Axiosのインターセプターを実装してみる
Axiosクライアントのインスタンスを作成する
まず、共通の設定を持つAxiosクライアントのインスタンスを作成します。これにより、アプリケーション全体で同じ設定を共有できます。
// src/api/axiosClient.ts
import axios, { AxiosInstance } from 'axios';
// APIのベースURLを環境変数から取得
const BASE_URL = import.meta.env.VITE_API_BASE_URL;
// Axiosのインスタンスを作成
const axiosClient: AxiosInstance = axios.create({
baseURL: BASE_URL,
headers: {
'Content-Type': 'application/json',
},
timeout: 10000, // 10秒でタイムアウト
});
export default axiosClient;
リクエストインターセプターで認証トークンを自動付与する
次に、APIリクエストを送信する際に、認証トークンをAuthorizationヘッダーに自動で付与するインターセプターを設定します。これにより、トークンを毎回手動で設定する必要がなくなります。
// src/api/axiosClient.ts (追記)
import { useAppStore } from '../stores';
axiosClient.interceptors.request.use(
(config) => {
// Zustandストアからトークンを取得
const { userToken } = useAppStore.getState();
// トークンが存在する場合、Authorizationヘッダーに追加
if (userToken) {
config.headers['Authorization'] = `Bearer ${userToken}`;
}
return config;
},
(error) => {
return Promise.reject(error);
}
);
レスポンスインターセプターで認証エラーをハンドリングする
レスポンスインターセプターは、APIから401 Unauthorizedエラーが返ってきた場合に、ログイン画面にリダイレクトするロジックを実装することができます。
※ 実際の運用では、401エラー時にリフレッシュトークンを使ってアクセストークンを再発行し、再試行する実装も一般的です。
本記事では簡略化のため省略しています。
// src/api/axiosClient.ts (追記)
import { useAppStore } from '../stores';
axiosClient.interceptors.response.use(
(response) => response,
async (error) => {
// 401認証エラーの場合
if (error.response?.status === 401) {
// ログアウト処理
useAppStore.getState().logout();
window.location.href = '/login';
}
return Promise.reject(error);
}
);
APIの利用例
インターセプターを設定すれば、コンポーネントはAPI通信の複雑なロジックを意識する必要がなくなります。
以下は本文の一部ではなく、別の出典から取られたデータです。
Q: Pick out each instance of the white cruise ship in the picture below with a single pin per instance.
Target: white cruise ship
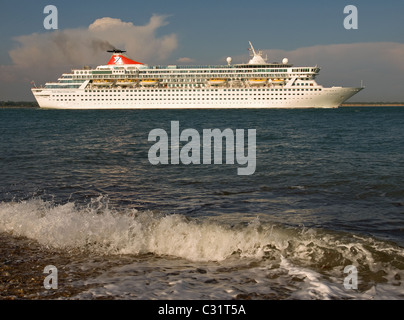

import axiosClient from '../api/axiosClient';
const fetchUserProfile = async () => {
try {
// 認証ヘッダーを意識することなくAPIを呼び出せる
const response = await axiosClient.get('/profile');
console.log('ユーザー情報:', response.data);
} catch (error) {
// APIエラーを統一的にハンドリングできる
console.error('API呼び出しエラー:', error.message);
}
};
補足:認証不要のAPIではクライアントを分ける
今回の記事では、認証トークンが必要なAPIへの対応にフォーカスしましたが、ログインやパスワードリセットのように認証前でも利用できるAPIがあるケースも多いと思います。
その場合、Axiosクライアントを「認証付き(例: authClient
)」と「認証不要(例: publicClient
)」で分けて管理するのが一般的です。
用途ごとに命名・設計を明確にしておくことで、以下のメリットがあります。
- 認証不要APIに誤ってトークンを送ってしまうことを防げる
- インターセプターの設定をクライアントごとに独立管理できる
- テストやモックが簡単になる
認証なしのAPIクライアント
// src/api/publicClient.ts
import axios from 'axios';
const publicClient = axios.create({
baseURL: import.meta.env.VITE_API_BASE_URL,
headers: {
'Content-Type': 'application/json',
},
timeout: 10000,
});
export default publicClient;
認証なしのAPI利用例
import publicClient from '../api/publicClient';
export const login = async (credentials) => {
const response = await publicClient.post('/auth/login', credentials);
return response.data;
};
認証ありのAPI利用例
import authClient from '../api/authClient';
export const getProfile = async () => {
const response = await authClient.get('/profile');
return response.data;
};
おわりに
Axiosインターセプターを使うことで、認証トークンの管理やエラーハンドリングといった定型的な処理を自動化し、API通信のロジックをコンポーネントから完全に分離できます。
次回以降の記事では、本記事をベースに、MSWを使ったAxiosのモック方法、loaderを使ったデータ取得やZustandでの状態管理など、より実践的な開発手法を解説していきます。